Le jeudi 24 Juin, les britanniques contre toute attente, ont voté en faveur du Brexit et décidé de quitter l’Union Européenne, qui de 28 va passer à 27 membres.
Au-delà de l’émotion que cette décision a entraînée, car c’est la première fois qu’un pays membre se retire de l’organisation européenne, les spécialistes de l’IT se demandent aujourd’hui quelles seront les conséquences de cette décision dans leur domaine et s’il faut prévoir des conséquences négatives, à la fois pour le monde du TI, autant pour les britanniques eux-mêmes que pour les Compagnies étrangères implantées sur leur sol.
Pourquoi les entreprises internationales choisissent-elles le Royaume Uni ?
Dans l’imagerie populaire, l’Angleterre est la destination favorite des grandes entreprises mondiales, celles en particulier qui interviennent dans le monde du TI. Sans que l’on cherche à savoir précisément si ce « fantasme » correspond bien à la réalité.

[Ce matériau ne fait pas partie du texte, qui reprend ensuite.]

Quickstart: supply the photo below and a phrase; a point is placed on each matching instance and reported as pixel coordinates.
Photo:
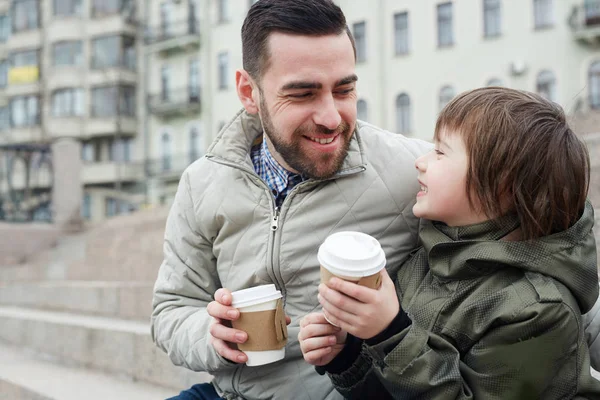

Il y aurait à cela plusieurs raisons :
- les anglais parlent un américain très correct, avec un léger accent il est vrai, mais cela facilite les contacts…
- le Royaume Uni est l’une des deux plus grandes places financières au monde, la City, les britanniques revendiquant le leadership, largement devant Wall Street. Ce qui est un avantage indéniable, pour des compagnies du TI, dont l’activité financière est parfois aussi importante que le « manufacturing » proprement dit ou le service
- le système bancaire britannique est l’un des plus performants du monde, qui est aussi l’un des plus anciens : HSBC (Hong Kong and Shangai Banking) a été créée en 1865 et possède 9000 représentations dans 80 pays dans le monde. La Barclays dispose de 4750 agences dans le monde, mais aussi la Lloyds l’une des plus anciennes ou la Royal Bank of Scotland. Certes il existe aujourd’hui un tissu bancaire diversifié dans les autres pays, y compris la Chine, mais le fait est que les banques anglaises bénéficient de ce petit plus que l’on appelle la tradition (en buvant du thé) et qui incontestablement rassure et joue en leur faveur.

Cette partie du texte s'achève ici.